La España de 1993 era aún un país cohibido, con un complejo de inferioridad que venía del franquismo y que afectó a toda una generación de españoles, que se sentían -nos sentíamos- como ciudadanos de segunda, incapaces de competir con los países avanzados europeos. Además la cultura económica de aquella época era poco sensible a la importancia de los equilibrios macroeconómicos: la inflación, los salarios o el déficit público.

La España de 2008 es un país que ha perdido ese complejo de inferioridad y ha ganado una nueva confianza en sí misma, especialmente en su capacidad para competir internacionalmente. Aunque pueda parecer anecdótico, es significativo que hayamos ganado la copa europea de fútbol o que algunos de nuestros mejores triunfos deportivos hayan sido en deportes de equipo muy competitivos, como el baloncesto.

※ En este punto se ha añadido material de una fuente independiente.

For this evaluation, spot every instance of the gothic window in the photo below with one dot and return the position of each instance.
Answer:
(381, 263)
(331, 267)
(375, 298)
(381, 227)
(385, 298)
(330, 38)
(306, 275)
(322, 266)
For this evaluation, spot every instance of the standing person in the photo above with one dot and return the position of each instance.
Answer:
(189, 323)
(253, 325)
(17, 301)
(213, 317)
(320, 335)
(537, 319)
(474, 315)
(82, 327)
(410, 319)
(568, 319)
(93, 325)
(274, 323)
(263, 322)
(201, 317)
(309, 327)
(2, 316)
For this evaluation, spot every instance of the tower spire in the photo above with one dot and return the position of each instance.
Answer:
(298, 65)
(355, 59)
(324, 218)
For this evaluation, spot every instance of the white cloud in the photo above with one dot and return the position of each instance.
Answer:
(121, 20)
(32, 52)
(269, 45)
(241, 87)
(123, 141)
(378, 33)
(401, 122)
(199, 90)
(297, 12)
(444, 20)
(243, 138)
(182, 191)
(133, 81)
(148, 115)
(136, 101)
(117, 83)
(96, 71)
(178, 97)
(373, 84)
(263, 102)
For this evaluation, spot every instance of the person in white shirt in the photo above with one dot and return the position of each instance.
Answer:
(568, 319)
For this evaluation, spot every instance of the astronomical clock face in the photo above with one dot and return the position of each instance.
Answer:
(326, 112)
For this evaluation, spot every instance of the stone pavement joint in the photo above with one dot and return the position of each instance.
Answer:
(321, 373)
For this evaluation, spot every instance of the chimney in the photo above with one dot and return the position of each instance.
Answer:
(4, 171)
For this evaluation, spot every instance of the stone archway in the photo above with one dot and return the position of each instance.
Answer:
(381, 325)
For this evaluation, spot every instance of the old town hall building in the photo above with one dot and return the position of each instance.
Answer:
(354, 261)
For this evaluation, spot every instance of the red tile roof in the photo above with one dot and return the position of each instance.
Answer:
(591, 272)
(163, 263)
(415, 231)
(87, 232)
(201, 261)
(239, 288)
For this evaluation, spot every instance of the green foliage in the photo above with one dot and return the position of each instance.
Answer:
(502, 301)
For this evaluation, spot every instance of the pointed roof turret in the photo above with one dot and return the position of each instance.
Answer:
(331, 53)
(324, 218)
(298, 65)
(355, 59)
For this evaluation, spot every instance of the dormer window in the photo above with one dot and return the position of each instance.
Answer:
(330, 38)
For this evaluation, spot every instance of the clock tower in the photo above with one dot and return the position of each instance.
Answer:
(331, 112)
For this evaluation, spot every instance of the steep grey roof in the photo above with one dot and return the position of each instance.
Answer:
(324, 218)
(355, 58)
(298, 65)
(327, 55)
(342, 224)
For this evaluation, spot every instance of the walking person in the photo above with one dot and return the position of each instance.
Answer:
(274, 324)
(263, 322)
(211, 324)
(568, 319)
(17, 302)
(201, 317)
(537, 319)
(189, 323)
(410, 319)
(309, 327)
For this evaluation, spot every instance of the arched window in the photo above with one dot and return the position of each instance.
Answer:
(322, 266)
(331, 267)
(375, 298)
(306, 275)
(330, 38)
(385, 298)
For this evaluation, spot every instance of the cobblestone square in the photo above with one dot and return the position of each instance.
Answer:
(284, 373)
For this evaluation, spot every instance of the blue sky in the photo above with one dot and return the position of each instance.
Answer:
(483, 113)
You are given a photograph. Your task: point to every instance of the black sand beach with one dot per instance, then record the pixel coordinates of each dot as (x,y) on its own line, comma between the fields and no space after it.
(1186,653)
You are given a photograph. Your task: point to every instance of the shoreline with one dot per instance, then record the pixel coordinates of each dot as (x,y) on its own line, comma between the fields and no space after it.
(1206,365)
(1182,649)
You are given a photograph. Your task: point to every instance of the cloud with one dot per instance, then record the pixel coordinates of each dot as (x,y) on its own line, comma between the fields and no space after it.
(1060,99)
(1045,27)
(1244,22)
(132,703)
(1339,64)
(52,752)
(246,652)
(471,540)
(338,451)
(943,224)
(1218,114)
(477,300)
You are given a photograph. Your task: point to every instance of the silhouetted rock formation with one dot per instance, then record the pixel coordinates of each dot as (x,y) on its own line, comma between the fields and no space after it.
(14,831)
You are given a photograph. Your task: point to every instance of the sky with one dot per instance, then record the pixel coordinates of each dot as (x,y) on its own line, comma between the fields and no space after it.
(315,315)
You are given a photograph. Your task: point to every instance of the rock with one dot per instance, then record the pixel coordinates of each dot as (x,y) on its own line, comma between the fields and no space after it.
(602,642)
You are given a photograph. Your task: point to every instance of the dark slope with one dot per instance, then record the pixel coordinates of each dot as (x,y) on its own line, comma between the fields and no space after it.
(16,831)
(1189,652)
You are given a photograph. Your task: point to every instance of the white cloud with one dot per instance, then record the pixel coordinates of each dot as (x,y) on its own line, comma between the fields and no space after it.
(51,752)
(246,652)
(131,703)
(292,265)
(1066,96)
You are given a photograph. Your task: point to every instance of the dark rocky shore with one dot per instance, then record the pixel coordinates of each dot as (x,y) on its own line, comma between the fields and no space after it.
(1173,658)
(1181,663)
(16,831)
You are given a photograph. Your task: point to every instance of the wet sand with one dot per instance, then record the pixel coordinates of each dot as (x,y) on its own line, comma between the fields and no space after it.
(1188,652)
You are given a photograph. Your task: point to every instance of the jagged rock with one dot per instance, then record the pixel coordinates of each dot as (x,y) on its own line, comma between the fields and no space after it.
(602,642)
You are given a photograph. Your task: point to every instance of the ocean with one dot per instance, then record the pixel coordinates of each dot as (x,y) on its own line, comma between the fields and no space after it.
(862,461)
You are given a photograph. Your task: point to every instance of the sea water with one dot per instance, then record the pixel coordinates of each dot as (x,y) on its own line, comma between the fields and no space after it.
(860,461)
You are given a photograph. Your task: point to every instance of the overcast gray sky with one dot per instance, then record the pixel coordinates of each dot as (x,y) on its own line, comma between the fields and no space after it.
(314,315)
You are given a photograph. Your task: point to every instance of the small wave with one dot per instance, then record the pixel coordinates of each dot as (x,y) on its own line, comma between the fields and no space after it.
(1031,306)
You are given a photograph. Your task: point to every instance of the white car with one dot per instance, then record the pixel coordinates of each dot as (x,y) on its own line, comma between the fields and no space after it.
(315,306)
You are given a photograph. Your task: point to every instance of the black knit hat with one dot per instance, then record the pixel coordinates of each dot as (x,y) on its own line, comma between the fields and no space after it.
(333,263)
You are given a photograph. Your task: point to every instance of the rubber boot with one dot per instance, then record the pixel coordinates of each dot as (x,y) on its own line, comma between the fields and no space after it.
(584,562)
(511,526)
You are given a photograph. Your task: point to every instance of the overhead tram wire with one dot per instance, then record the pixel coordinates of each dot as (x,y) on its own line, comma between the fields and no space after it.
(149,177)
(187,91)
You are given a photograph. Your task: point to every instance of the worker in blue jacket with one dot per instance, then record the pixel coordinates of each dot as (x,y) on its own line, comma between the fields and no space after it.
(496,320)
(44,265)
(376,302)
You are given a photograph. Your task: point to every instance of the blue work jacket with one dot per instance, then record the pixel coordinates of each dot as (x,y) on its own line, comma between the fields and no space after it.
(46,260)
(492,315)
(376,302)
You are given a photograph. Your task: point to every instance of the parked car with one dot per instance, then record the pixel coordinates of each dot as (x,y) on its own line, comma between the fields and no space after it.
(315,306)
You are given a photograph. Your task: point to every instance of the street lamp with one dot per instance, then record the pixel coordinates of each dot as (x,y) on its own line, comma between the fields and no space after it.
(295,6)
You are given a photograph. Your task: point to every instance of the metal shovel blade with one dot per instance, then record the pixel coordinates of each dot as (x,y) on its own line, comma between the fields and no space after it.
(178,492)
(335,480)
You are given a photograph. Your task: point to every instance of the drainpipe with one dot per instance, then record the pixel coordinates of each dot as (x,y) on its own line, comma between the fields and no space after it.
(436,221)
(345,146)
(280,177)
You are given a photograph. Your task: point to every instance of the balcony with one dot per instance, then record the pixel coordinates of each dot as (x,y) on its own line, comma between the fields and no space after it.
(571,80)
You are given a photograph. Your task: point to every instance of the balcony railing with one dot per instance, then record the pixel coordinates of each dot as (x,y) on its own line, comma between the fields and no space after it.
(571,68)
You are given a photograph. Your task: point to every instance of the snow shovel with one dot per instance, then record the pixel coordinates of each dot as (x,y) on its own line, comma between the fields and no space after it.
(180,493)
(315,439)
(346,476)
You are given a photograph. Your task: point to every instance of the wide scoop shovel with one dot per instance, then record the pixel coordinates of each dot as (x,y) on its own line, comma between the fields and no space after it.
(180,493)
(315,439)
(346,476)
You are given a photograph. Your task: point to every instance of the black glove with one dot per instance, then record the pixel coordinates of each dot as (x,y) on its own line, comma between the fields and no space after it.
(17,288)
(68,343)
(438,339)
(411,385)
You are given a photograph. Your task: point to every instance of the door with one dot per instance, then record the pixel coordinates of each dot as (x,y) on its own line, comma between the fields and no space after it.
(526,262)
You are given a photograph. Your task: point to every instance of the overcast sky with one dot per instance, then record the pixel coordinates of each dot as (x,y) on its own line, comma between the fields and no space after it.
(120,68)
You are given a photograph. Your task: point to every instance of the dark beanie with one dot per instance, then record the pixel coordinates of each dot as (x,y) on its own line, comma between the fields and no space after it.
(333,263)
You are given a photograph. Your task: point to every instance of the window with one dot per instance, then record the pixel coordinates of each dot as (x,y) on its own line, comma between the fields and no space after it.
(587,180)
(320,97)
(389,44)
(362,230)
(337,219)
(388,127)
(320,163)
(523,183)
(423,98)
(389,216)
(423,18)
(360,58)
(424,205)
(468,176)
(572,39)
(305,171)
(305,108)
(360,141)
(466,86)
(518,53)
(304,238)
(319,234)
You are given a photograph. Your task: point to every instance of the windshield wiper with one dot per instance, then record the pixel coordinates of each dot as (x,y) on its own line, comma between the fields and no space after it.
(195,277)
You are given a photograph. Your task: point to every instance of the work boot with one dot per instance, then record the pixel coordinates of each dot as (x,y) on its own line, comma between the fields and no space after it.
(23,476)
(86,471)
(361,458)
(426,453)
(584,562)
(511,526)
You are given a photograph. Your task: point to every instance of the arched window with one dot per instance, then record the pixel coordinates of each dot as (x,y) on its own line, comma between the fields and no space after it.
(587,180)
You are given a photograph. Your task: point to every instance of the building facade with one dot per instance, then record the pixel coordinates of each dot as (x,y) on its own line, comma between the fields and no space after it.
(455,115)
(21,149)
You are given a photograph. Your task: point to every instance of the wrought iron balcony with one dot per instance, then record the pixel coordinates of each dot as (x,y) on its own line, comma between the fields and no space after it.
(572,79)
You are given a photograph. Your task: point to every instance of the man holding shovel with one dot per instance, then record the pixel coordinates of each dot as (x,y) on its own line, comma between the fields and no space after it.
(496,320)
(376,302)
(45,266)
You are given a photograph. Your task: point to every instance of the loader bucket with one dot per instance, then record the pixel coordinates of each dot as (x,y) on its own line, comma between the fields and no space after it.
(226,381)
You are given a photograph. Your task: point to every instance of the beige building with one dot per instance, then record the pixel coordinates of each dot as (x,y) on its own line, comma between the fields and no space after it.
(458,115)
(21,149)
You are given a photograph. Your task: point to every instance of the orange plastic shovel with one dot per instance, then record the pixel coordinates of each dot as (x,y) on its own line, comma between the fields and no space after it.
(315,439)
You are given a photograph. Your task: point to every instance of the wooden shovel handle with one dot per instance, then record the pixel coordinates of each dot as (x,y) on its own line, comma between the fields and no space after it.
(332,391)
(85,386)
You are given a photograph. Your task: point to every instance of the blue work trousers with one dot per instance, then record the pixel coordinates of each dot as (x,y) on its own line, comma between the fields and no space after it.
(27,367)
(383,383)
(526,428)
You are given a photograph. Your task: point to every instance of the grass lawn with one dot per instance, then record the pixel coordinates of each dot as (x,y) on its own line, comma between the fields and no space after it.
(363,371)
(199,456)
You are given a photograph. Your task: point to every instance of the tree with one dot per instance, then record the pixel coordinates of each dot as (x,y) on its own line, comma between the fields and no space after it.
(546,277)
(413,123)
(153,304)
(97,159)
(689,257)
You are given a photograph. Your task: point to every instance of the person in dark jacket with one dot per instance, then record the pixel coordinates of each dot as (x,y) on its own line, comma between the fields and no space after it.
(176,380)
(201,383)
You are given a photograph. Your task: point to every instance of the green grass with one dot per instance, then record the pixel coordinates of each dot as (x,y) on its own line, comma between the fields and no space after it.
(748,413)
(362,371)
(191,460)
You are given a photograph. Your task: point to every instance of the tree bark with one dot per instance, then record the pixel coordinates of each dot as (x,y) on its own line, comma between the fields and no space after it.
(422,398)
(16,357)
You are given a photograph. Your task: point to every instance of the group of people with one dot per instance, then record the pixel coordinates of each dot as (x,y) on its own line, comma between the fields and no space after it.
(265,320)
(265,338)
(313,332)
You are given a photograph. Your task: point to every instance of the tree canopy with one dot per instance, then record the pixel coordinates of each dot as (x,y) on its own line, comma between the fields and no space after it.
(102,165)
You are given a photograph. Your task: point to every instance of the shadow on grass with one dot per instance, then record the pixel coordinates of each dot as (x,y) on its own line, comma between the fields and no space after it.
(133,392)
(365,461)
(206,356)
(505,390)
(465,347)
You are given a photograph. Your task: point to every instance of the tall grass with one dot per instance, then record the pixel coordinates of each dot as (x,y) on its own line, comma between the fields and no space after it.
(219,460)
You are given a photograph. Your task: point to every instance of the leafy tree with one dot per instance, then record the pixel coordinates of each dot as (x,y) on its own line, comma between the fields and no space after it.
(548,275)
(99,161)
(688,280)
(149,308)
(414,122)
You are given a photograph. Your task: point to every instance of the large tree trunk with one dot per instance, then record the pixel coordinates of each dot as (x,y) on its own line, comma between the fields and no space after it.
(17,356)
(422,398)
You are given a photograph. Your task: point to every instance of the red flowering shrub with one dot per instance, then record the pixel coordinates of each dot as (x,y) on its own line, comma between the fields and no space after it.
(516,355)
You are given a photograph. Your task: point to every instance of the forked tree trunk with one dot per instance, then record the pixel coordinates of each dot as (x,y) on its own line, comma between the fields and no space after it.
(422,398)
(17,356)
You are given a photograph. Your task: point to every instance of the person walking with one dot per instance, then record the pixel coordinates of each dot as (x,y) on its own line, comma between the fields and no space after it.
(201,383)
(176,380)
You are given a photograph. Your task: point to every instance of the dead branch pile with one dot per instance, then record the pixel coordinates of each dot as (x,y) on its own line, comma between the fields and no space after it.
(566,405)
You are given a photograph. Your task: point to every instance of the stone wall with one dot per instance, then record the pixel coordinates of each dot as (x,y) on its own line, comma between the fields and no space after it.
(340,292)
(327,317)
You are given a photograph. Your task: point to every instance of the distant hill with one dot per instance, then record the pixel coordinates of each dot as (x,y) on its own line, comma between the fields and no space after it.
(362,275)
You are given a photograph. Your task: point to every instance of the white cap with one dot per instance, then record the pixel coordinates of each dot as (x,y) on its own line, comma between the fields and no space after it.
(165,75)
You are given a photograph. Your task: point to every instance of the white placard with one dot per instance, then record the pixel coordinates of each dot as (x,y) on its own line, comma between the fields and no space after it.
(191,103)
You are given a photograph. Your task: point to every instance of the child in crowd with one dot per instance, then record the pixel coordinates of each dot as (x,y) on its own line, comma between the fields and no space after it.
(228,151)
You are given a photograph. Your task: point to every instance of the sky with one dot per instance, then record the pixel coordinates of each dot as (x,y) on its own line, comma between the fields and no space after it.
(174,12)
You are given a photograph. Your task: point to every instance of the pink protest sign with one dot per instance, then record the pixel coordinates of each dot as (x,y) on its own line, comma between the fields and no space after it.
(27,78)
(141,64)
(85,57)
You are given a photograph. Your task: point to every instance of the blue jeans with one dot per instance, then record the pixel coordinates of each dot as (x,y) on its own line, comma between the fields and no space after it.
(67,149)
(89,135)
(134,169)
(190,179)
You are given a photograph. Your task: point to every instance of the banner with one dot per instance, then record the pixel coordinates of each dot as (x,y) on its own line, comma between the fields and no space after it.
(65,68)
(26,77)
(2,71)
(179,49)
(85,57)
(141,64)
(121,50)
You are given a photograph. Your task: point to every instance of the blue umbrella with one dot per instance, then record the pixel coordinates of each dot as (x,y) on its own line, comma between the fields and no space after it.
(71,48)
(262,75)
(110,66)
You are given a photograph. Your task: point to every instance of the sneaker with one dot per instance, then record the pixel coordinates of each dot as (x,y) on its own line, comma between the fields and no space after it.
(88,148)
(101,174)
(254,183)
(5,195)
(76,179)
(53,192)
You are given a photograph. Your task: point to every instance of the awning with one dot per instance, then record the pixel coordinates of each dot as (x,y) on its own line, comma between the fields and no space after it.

Esos resultados son tan expresivos de nuestra capacidad de competir como el hecho de que ahora tenemos un conjunto de empresas españolas eficientes y muy competitivas en los mercados globales, cosa que no ocurría en 1993.

No quiero pintar una situación idílica. La crisis será dura y posiblemente más larga que la de 1993. Además esos avances en la capacidad de competir no se pueden predicar aún del conjunto de las empresas. Tenemos aún una economía basada en una especialización en productos de escasa innovación, baja productividad y magros salarios. Y eso es un lastre. Pero ahora tenemos dos ventajas: sabemos cuáles son nuestras debilidades, pero también cuáles son nuestras nuevas fortalezas: confianza en nuestra capacidad para competir con los mejores si hacemos las cosas bien.

Una crisis no es una vuelta al inicio, como en el juego de la oca. Es cierto que no es deseable en sí misma, porque quienes sufren más son los más débiles. Pero si se sabe protegerlos, entonces estoy de acuerdo con lo que quiso decir Pedro Solbes con su comentario de que una recesión sirve para limpiar la economía, es decir, soltar el lastre de aquello que sólo se puede sostener cuando el dinero es abundante y barato.

Ya sabemos que hemos contraído una infección económica. No es necesario que nos estemos flagelando diariamente con las malas constantes vitales del enfermo. Pongámonos a la tarea, especialmente las autoridades que tienen la función de liderar política y socialmente la salida de la crisis y el cambio de modelo productivo.

Antón Costas es catedrático de Política Económica de la UB.